I want the index page to accept parameters, whether it be

mysite.com/search/param_here

or

mysite.com/?search=param_here

I have this in my URL patterns, but I can't get it to work. Any suggestions?

urlpatterns = patterns('',
        (r'^$/(?P<tag>\w+)', 'twingle.search.views.index'),
    )

Answer 1

First of all your regular expression in url pattern is wrong.

r'^$/(?P<tag>\w+)'

It says to match everything from

• ^ the beginning of line
• $ to the end of line
• having pattern named tag which is composed of words and digits after the line end

Usually after the one line ends comes another line or EOF not content (unless you use multiline regexp and you don't need those here).

Line end should be after the tag:

r'^/(?P<tag>\w+)$'

---

Using a query string

Query strings are not parsed by url reslover.

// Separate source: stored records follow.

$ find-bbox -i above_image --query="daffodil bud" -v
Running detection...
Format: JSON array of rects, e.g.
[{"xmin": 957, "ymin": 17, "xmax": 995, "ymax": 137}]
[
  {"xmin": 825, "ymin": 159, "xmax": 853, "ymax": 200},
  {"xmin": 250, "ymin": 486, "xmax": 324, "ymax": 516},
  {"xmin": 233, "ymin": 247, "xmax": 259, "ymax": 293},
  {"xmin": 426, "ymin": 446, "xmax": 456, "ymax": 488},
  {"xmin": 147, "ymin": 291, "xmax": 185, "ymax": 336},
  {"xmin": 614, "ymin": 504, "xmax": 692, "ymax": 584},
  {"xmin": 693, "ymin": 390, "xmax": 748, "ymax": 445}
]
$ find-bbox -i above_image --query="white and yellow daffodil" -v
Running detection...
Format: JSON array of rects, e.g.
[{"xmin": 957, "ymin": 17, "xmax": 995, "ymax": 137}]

Thus, if you have url in format:

http://mysite.com/?query=param_here

will match:

(r'^$', 'twingle.search.views.index')

In this case you can access query string in view like so:

request.GET.get('query', '')

Without a query string

mysite.com/search/param_here 

will match:

(r'^search/(?P<query>\w+)$', 'twingle.search.views.index'),

Where everything that matches \w (you should change this to suite your needs) will be passed along with request to index view function as argument named query.

Both

You can use both url patterns like so:

urlpatterns = patterns('twingle.search.views',
   url(r'^$', 'index'),
   url(r'^search/(?P<query>\w+)$', 'index'),
)

In this example the view would look something like this:

def index(request, query=None)
    if not query:
       query = request.GET.get('query', '')
    # do stuff with `query` string